Während im Irak eine Stadt nach der anderen in die Hände von Isis-Dschihadisten fällt und die – von den USA ausgebildeten – Soldaten kapitulieren, traf am Mittwoch in Washington das außenpolitische Komitee des Senats zusammen. Die SenatorInnen hörten den scheidenden und den künftigen Botschafter in Bagdad. Aber an der Lage im Irak zeigten sie erstaunlich geringes Interesse. KeinE SenatorIn äußerte sich dazu, dass die irakische Regierung die Kontrolle über das Land verliert.

Im US-Außenministerium nannte Sprecherin Jen Psaki die Lage im Irak „sehr gravierend“. Zugleich reagierte sie positiv auf die irakische Regierung, indem sie Bagdads jüngstes Versprechen lobte, eine nationale Einheit anzustreben. „Premierminister Maliki kann mehr tun“, sagte Psaki allerdings. Jenseits dieses in Washington vielfach wiederholten und ebenso oft in Bagdad ignorierten Appells, auch die nichtschiitischen politischen Gruppen an der Macht zu beteiligen, bestätigte Psaki, dass Washington plant, in diesem Jahr weitere Kampfflugzeuge, Raketen, Panzer und Munition an die Regierung in Bagdad zu liefern. Einzelheiten nannte sie nicht. Aus dem Weißen Haus verlautete, dass die US-Regierung mit dem US-Kongress zusammenarbeiten wolle, um Bagdad „flexibel mit Ressourcen“ für die Aufstandsbekämpfung zu versorgen.
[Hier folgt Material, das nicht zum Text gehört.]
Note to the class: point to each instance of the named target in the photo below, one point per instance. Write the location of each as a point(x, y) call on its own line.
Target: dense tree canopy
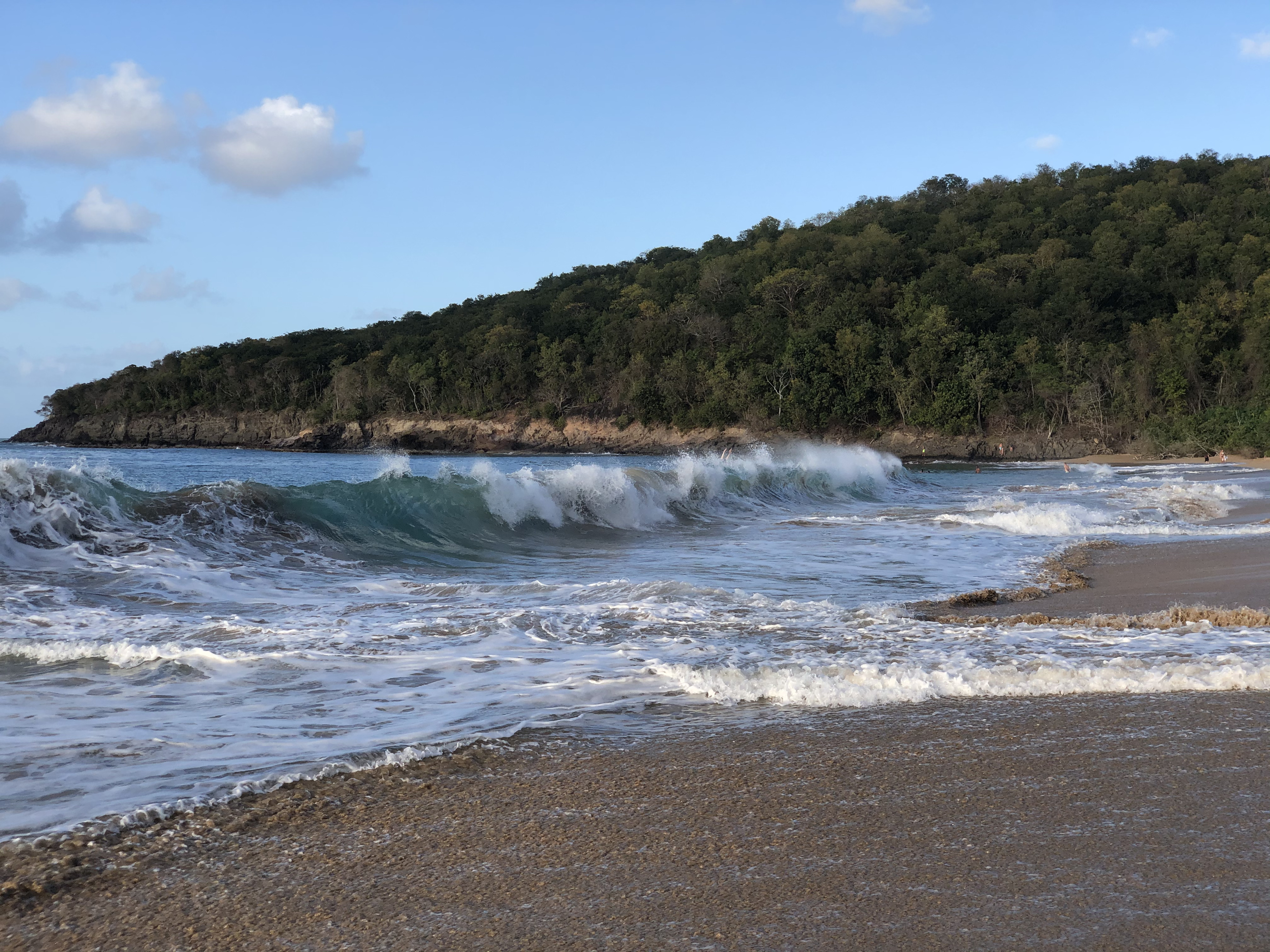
point(1112, 299)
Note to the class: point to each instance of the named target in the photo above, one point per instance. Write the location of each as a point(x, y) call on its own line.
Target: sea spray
point(181, 625)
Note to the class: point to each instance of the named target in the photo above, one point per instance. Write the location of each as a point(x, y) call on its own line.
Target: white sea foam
point(171, 647)
point(642, 499)
point(393, 466)
point(867, 686)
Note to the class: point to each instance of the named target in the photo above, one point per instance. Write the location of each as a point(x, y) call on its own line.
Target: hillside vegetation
point(1109, 299)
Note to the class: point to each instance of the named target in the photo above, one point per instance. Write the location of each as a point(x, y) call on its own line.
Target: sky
point(181, 175)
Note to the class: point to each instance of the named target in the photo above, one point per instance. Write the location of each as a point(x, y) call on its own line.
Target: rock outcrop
point(510, 435)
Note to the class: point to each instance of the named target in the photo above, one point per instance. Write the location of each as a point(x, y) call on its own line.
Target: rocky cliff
point(510, 435)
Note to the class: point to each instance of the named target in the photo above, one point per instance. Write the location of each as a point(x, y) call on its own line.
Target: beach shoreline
point(1080, 822)
point(1092, 822)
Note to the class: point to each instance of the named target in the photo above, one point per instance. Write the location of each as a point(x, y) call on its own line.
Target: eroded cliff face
point(507, 435)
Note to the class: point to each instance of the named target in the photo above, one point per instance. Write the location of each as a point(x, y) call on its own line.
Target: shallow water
point(184, 624)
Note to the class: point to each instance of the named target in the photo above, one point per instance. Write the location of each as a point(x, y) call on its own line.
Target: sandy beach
point(1097, 822)
point(1149, 578)
point(1093, 823)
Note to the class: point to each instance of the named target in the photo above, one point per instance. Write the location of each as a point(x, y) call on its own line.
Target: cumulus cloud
point(890, 16)
point(97, 219)
point(13, 293)
point(110, 117)
point(1153, 37)
point(1255, 48)
point(277, 147)
point(168, 285)
point(13, 215)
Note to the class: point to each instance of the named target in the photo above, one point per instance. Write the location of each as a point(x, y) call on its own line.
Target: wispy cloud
point(168, 285)
point(97, 219)
point(13, 293)
point(13, 216)
point(1255, 48)
point(1153, 39)
point(74, 299)
point(890, 16)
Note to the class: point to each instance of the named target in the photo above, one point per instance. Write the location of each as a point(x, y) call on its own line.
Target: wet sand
point(1090, 823)
point(1258, 463)
point(1139, 579)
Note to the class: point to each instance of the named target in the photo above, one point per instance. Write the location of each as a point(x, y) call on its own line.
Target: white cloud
point(97, 219)
point(1255, 48)
point(74, 299)
point(277, 147)
point(109, 117)
point(890, 16)
point(168, 285)
point(26, 376)
point(13, 215)
point(13, 293)
point(1153, 37)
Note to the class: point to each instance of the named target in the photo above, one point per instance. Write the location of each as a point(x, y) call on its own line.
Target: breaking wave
point(454, 513)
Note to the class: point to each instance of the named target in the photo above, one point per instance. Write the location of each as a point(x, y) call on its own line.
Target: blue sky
point(181, 175)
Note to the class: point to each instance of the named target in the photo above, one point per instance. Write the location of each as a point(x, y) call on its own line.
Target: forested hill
point(1108, 299)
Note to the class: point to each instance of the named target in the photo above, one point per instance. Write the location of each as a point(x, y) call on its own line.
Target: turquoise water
point(186, 624)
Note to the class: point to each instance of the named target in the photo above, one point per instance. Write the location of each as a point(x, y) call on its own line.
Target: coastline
point(1083, 822)
point(1140, 579)
point(1092, 822)
point(519, 435)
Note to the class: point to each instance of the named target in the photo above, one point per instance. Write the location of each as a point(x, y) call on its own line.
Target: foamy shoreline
point(1098, 822)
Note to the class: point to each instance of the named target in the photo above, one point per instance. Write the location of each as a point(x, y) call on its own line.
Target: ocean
point(185, 625)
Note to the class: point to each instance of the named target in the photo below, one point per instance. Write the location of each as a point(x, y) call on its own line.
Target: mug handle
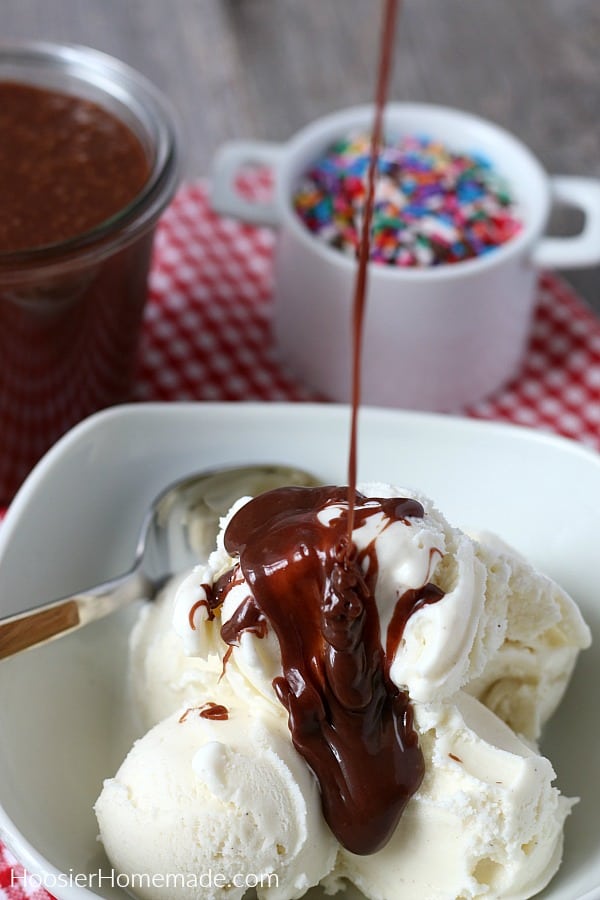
point(584, 248)
point(227, 163)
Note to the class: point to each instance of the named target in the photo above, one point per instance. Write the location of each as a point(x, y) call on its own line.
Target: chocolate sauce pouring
point(351, 724)
point(360, 289)
point(308, 582)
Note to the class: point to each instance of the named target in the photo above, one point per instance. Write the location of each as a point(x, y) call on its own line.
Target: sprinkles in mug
point(432, 205)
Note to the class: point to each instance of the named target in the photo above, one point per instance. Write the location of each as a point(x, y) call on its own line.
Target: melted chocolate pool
point(351, 724)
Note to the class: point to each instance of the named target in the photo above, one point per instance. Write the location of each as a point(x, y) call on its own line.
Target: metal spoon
point(177, 532)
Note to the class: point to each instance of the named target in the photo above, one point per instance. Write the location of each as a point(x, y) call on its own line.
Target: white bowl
point(75, 522)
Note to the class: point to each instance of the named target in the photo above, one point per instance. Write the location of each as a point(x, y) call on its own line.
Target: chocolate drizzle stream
point(364, 250)
point(308, 582)
point(351, 724)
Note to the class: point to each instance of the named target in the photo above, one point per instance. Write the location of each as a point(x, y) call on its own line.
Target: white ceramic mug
point(436, 338)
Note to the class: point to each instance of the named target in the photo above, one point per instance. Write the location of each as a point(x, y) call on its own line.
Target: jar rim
point(72, 66)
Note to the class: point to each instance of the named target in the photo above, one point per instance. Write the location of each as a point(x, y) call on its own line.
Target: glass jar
point(71, 310)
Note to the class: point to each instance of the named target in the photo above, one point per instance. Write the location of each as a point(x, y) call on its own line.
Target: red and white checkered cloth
point(207, 337)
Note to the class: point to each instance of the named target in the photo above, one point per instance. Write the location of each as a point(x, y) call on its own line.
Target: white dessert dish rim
point(77, 514)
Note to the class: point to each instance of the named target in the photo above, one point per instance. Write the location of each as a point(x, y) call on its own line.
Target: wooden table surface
point(264, 68)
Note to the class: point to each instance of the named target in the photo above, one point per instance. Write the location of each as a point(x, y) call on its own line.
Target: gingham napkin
point(206, 337)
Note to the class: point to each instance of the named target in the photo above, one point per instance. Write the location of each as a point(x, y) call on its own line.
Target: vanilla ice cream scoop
point(351, 654)
point(486, 821)
point(209, 804)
Aber direkt militärisch einmischen will sich die US-Regierung nach ihren bisherigen offiziellen Erklärungen nicht – trotz entsprechender Bitten aus Bagdad.

Premierminister Maliki, der vor drei Jahren der US-Armee die Türe gewiesen hat, soll Washington in den vergangenen Monaten mehrfach um direkte militärische Unterstützung gebeten haben. Laut New York Times haben sowohl Maliki als auch andere irakische Spitzenpolitiker um US-amerikanische Drohnenangriffe gegen die Aufständischen gebeten. Die New York Times beruft sich unter anderem auf den ehemaligen CIA-Experten Kenneth M. Pollack. Vor der Irak-Invasion von 2003 war Pollack als Mitarbeiter in George Bushs Nationalem Sicherheitsrat einer derjenigen, die von der Existenz von Massenvernichtungswaffen im Irak überzeugt waren und zu einem Krieg gegen Saddam Hussein trieben. Heute meint Pollack, gezielte Schläge gegen die Dschihadisten, die elf Jahre danach in den Fußstapfen der US-Soldaten marschieren, wären die Lösung.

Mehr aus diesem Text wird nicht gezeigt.